Sé, que te parecerá duro. Sé —y ahí tuvo que hacer un inciso ante la estupidez
del discurso que se le avecinaba. Empezó otra vez, ahora más informal—. Mira,
como comprenderás, a mí tus problemas me importan un bledo. Pocas cosas ha
hecho el reino de Blancualín por nosotros; lo que ahora os suceda, no es de mi
incumbencia. Aun así, te contestaré: No conozco la respuesta.
Barael se sintió profundamente derrotado.
—Pero... —continuó Azión haciendo que Barael
levantara sorprendido su cabeza—, has de saber que también conocía la historia
del medallón y, aunque nunca vi a Brándel, sé que necesitas esto.
Azión acercó su mano a la del duende blanco
y depositó algo en ella.
Era una pequeña perla azul.
La cogió y, alegremente, sacó por el cuello
del jersey el medallón y la colocó en el lugar correspondiente.
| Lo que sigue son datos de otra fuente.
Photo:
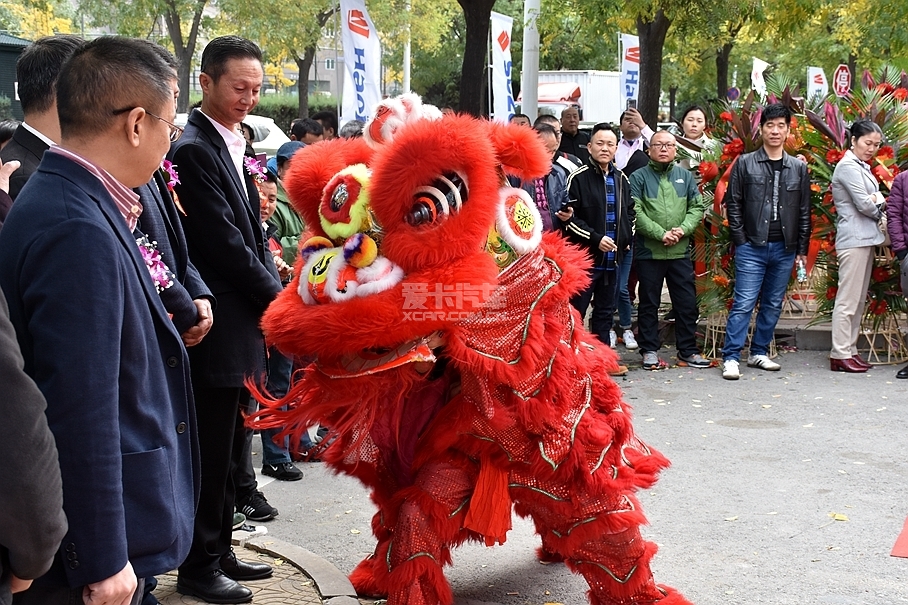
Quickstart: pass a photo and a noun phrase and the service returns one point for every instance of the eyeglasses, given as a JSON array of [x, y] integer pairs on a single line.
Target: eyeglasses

Miró a Azión con agradecimiento. Éste,
simplemente, le expresó con frialdad:
—Es lo único que puedo hacer por ti. Ahora,
podéis iros.
—Gracias, Majestad —exclamó la compañía al
unísono.
Azión se dio la vuelta regresando
pesadamente a su trono, como una ballena cansada camino de su morada.
El criado que les condujo hasta allí hizo
acto de presencia y les encaminó a la salida.
* * *
Fuera ya del castillo, Barael observó lo
bien que encajaba la perla azul en el hueco triangular que tenía reservado para
ella el medallón.
—Zí que ez bonita, zí —apostilló Azí
mirándola con admiración.
Barael guardó de nuevo el medallón bajo el
jersey asintiendo con la cabeza.
Algo
es algo, pensó.
No tendría la respuesta, pero si en los
otros reinos la cosa iba igual, la obtendría de igual modo, así que soltaron
los hipocampos amarrados en una de las farolas a la entrada del castillo,
montaron en ellos, los espolearon, e iniciaron sin demora el camino de vuelta
restregándose unas apreciadas y marinas nalgas que volverían, seguro, a estar
doloridas en breve.
(c) Rafael Heka
(c) 33 Ediciones
¿Más?:
[1] Que suena elegante y distinguida.
[2] Como una depilación a la cera en zonas erógenas.
Algunas culturas ancestrales, como los Junos de Manglar Occidental, confunden
la señal con el aullido masculino propio del rito de apareamiento, fruto de
recibir éste inmisericordes golpes en los genitales por parte de los demás
candidatos a fecundar a la hembra.
[3] Referido al excremento del ave. Blando, flojo.
Vamos, sin espíritu, flojeras. Un bluf.